関数mainでは、helloパッケージで定義した関数SayHelloとGreetをそれぞれ呼び出し、標準出力しています。
プログラムのビルド
前回はgo runコマンドでプログラムを実行しましたが、今回はプログラムをビルドして実行ファイルを作成してみます。
main.goファイルが配置されているディレクトリで、go buildコマンドをオプションを指定せずに実行してください。
ビルドを実行したディレクトリ内に、実行ファイルHelloWorld(Windows環境ではHelloWorld.exe)が作成されたと思います。
オプションを指定せずにgo buildを実行した場合、以下のようにビルドが行われます。

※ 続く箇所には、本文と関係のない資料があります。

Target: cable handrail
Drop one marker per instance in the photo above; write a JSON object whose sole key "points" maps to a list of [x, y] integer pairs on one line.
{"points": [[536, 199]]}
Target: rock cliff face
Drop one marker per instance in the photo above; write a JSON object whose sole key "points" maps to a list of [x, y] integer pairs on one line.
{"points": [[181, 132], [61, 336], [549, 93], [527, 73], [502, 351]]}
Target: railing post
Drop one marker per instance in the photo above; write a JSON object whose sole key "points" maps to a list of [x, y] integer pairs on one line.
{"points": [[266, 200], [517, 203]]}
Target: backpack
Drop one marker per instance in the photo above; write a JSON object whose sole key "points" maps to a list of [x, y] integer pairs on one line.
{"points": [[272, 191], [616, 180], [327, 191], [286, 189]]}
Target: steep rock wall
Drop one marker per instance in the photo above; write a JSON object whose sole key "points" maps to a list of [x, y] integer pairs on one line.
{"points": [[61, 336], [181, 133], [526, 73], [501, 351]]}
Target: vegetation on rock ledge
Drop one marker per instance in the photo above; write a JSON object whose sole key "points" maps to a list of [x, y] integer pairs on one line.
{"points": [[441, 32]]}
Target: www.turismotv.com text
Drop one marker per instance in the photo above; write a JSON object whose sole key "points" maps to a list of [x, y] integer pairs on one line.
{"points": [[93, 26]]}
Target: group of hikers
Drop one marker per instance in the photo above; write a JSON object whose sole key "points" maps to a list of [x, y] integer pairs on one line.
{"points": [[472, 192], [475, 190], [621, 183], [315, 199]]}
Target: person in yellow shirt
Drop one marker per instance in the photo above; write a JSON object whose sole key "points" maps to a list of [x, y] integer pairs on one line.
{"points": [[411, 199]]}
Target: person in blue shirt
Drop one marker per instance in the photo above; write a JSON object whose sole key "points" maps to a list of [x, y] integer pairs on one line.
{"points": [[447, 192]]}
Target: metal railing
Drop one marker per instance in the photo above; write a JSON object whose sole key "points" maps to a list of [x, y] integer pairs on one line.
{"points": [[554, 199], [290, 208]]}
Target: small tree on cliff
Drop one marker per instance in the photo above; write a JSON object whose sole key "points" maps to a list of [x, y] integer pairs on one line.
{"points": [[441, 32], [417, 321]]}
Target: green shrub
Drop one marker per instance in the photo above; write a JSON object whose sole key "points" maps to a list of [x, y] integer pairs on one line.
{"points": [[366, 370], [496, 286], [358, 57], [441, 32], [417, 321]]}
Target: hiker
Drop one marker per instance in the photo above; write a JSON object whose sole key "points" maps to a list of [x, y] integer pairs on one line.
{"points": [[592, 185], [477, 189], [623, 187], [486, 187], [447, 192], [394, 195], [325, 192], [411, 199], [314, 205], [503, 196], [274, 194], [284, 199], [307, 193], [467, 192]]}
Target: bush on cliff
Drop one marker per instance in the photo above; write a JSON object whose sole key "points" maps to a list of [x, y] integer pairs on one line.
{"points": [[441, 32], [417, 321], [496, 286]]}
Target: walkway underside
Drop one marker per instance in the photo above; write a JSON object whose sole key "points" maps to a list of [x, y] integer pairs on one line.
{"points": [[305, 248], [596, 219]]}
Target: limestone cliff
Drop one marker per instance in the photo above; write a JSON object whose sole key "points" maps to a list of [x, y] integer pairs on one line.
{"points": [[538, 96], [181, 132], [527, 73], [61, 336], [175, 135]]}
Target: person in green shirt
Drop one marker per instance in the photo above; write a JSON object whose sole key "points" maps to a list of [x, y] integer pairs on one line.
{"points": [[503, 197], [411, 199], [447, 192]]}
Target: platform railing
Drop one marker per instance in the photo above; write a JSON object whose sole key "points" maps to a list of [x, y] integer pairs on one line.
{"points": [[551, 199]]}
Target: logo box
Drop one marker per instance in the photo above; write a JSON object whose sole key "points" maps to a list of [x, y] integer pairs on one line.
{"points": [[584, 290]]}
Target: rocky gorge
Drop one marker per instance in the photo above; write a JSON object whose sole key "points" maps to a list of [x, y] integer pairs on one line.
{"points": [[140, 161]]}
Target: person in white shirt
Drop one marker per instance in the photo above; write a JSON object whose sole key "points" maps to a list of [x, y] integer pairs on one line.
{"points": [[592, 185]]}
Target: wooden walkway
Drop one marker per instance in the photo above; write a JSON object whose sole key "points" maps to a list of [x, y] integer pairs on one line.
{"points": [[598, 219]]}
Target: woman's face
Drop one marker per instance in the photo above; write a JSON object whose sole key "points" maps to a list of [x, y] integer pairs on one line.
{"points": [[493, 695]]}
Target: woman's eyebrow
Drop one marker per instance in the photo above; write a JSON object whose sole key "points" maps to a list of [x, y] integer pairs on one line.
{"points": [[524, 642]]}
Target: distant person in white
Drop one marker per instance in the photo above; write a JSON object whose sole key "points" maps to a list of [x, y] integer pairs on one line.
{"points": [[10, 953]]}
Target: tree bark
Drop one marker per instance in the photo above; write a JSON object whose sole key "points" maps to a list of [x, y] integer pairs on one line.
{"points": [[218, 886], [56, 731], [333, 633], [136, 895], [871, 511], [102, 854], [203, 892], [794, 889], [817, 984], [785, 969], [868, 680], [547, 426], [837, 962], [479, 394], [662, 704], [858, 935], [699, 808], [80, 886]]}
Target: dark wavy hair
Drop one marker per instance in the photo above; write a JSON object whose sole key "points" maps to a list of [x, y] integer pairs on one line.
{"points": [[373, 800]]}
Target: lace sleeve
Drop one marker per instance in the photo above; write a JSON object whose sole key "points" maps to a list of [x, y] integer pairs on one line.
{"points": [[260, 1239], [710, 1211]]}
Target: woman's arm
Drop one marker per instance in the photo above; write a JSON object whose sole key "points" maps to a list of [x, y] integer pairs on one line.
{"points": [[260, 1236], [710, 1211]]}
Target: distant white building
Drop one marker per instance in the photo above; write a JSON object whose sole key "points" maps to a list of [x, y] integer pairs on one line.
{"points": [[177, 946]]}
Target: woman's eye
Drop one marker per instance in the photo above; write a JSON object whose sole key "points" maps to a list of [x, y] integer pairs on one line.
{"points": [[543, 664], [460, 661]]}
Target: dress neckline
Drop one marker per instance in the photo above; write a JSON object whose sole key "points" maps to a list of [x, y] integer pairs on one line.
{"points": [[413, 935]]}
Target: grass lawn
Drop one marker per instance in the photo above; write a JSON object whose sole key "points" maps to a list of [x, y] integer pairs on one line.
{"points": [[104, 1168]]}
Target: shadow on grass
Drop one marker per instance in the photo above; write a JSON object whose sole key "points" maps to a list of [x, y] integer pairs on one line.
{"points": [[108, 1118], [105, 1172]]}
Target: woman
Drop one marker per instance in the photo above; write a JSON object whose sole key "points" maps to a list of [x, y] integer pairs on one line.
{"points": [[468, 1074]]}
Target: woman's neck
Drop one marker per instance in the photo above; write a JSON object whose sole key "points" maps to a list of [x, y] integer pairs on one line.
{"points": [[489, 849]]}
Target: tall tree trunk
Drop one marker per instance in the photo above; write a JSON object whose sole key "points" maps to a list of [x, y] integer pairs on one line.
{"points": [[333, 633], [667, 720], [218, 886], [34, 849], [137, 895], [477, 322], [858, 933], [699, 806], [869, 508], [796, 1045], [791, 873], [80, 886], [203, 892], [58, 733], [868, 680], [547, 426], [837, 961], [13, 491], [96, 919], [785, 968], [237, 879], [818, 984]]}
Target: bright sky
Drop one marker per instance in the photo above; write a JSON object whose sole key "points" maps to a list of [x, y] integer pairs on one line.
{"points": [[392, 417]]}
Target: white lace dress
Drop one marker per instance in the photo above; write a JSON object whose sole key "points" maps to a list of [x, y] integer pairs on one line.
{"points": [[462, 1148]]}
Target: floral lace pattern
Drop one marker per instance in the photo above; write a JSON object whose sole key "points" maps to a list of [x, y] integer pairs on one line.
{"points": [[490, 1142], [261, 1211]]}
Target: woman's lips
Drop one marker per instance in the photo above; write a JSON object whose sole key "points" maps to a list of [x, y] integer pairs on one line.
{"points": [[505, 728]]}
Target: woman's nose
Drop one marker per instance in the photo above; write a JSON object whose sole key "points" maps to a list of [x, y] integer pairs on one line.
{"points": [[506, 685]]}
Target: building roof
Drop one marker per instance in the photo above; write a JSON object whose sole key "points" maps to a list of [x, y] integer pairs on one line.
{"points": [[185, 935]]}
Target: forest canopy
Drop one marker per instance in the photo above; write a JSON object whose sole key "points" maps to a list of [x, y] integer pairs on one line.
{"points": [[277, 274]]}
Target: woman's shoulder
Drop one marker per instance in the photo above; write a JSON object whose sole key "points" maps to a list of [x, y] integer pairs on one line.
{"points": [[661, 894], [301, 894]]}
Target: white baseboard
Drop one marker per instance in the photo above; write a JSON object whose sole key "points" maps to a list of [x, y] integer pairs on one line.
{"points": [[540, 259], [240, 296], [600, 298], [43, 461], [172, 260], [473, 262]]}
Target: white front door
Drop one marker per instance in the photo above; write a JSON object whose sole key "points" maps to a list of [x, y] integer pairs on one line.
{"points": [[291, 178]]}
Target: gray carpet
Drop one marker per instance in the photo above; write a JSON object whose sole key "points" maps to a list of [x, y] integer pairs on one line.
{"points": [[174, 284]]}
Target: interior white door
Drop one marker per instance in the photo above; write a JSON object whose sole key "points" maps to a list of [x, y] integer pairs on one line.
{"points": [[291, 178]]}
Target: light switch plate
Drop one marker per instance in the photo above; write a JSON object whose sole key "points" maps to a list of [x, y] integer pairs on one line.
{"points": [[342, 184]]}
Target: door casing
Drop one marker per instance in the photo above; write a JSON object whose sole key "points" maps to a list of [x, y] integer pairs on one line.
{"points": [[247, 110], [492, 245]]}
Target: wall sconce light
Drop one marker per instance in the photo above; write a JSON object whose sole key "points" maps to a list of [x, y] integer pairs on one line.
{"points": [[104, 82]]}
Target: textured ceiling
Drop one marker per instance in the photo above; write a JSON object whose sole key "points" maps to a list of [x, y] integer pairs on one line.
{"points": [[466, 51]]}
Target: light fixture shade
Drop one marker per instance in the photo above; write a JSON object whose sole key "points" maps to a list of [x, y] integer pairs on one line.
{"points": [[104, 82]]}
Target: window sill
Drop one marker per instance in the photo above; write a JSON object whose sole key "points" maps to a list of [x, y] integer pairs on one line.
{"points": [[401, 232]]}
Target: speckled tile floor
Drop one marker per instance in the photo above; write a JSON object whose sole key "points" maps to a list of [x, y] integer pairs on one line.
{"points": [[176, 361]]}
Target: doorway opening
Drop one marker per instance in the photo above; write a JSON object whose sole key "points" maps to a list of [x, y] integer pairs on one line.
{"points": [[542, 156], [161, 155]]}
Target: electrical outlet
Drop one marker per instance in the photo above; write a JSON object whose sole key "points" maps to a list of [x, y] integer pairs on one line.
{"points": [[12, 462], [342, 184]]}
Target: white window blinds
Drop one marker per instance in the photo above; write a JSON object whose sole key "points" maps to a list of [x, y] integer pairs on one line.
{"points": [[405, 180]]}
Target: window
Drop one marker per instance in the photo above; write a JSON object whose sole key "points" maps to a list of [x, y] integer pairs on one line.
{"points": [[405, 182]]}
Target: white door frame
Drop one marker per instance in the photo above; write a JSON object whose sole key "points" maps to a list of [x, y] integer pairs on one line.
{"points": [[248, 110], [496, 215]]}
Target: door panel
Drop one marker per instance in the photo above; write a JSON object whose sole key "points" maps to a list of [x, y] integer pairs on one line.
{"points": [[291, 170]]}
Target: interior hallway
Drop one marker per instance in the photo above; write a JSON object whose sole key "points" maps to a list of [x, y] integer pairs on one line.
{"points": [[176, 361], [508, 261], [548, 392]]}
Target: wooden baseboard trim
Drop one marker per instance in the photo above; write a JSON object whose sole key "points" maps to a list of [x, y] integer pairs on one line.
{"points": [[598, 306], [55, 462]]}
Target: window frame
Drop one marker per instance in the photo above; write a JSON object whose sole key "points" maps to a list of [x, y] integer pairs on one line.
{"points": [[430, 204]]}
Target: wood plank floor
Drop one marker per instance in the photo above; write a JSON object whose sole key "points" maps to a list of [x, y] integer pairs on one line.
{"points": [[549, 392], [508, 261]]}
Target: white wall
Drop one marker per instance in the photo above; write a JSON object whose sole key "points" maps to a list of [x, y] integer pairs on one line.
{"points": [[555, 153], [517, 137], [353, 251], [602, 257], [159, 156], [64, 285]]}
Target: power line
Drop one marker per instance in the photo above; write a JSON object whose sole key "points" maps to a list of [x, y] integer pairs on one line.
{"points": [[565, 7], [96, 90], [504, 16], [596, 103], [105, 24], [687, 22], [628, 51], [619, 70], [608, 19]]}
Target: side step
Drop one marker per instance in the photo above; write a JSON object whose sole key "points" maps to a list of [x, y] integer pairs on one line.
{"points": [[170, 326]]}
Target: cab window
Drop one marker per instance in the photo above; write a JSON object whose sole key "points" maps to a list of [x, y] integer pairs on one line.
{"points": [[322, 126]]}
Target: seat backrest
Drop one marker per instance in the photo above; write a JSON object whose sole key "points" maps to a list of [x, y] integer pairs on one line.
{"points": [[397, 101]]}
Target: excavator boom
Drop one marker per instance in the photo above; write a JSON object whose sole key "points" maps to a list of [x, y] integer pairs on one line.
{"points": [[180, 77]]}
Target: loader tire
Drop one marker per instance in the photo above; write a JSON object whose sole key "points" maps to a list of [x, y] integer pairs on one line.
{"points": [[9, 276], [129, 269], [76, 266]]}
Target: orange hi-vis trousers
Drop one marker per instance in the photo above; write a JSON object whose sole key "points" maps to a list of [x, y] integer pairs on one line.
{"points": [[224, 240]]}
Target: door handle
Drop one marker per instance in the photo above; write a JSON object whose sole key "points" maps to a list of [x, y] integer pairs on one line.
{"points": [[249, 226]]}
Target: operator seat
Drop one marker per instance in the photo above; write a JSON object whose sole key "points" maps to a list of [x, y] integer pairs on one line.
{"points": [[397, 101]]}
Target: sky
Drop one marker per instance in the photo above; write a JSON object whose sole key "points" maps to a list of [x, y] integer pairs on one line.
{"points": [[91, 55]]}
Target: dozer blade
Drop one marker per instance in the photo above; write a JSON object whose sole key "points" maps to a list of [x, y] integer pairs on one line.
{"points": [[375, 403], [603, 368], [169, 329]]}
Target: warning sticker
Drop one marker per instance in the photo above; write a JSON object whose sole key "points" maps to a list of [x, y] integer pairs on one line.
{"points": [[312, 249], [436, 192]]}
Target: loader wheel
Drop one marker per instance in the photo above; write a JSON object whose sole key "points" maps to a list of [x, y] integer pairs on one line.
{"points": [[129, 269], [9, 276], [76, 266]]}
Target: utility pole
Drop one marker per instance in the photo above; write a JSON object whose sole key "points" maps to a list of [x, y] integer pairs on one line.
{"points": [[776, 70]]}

- カレントディレクトリの名前が実行ファイルの名称として使用される
- カレントディレクトリ配下にある.go拡張子のファイルがすべてビルド対象となる
プログラムの実行
正常にビルドが行われたら、生成されたファイルを実行してみましょう。
Hello World!
How are you?
上記のように、”Hello World!”と”How are you?”が改行して出力されれば成功です。
終わりに
今回は、Hello Worldを題材にGoプログラムの基本的な構成とビルド方法を解説しました。
ここまでの記事で、ファイル構成を正しく行い、処理を記述し、ビルドして実行することができるようになったはずです。
次回以降の記事では、変数の利用や型の扱い、制御文の記述といったGoの基本的な文法を解説していきます。